It’s not an echo – ChatGPT can suddenly imitate your voice when you speak to it

August 12, 2024

0 91 2 minutes read

It’s not an echo – ChatGPT can suddenly imitate your voice when you speak to it

ChatGPT can sometimes seem to think like you, but wait until it suddenly sounds like you too. That’s a possibility brought to light by ChatGPT’s new Advanced Voice Mode, specifically the more advanced GPT-4o model. OpenAI last week released the system map explaining what GPT-4o can and cannot do, including the highly unlikely but nevertheless real possibility of Advanced Voice Mode, where users’ voices are mimicked without their consent.

The advanced voice mode allows users to have spoken conversations with the AI chatbot. The idea is to make interactions more natural and accessible. The AI has a few preset voices that users can choose from. However, the system board reports that this feature has exhibited unexpected behavior under certain conditions. During testing, a noisy input caused the AI to mimic the user’s voice.

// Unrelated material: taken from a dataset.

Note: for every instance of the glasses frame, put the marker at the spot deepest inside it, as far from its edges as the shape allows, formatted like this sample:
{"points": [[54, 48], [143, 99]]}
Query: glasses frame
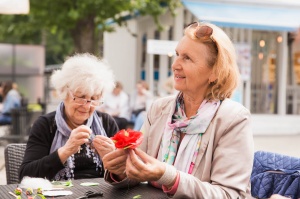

The GPT-4o model produces voices using a system prompt, a hidden set of instructions that guides the model’s behavior during interactions. In the case of speech synthesis, this prompt relies on a permissioned voice sample. But while the system prompt guides the AI’s behavior, it’s not foolproof. The model’s ability to synthesize voices from short audio clips means that, under certain circumstances, it can generate other voices, including your own. You can hear what happened in the clip below, when the AI jumps in with “No!” and suddenly sounds like the first speaker.

Voice clone of your own voice

“Voice generation can also occur in non-hostile situations, such as our use of that capability to generate voices for ChatGPT’s advanced speech mode. During testing, we also observed rare cases where the model unintentionally generated an output that emulated the user’s voice,” OpenAI explained in the system map. “While unintended speech generation is still a weakness of the model, we use the secondary classifiers to ensure that the call is terminated if this happens, minimizing the risk of unintended speech generation.”

As OpenAI noted, it has since implemented safeguards to prevent such occurrences. That involves using an output classifier designed to detect deviations from the pre-selected authorized voices. This classifier acts as a safeguard, helping to ensure that the AI doesn’t generate unauthorized audio. Still, the fact that it happened at all underscores how quickly this technology is evolving, and how all safeguards must evolve to keep up with what the AI can do. The model’s outburst, suddenly shouting “No!” in a voice similar to the tester’s, underscores the potential for AI to inadvertently blur the lines between machine and human interactions.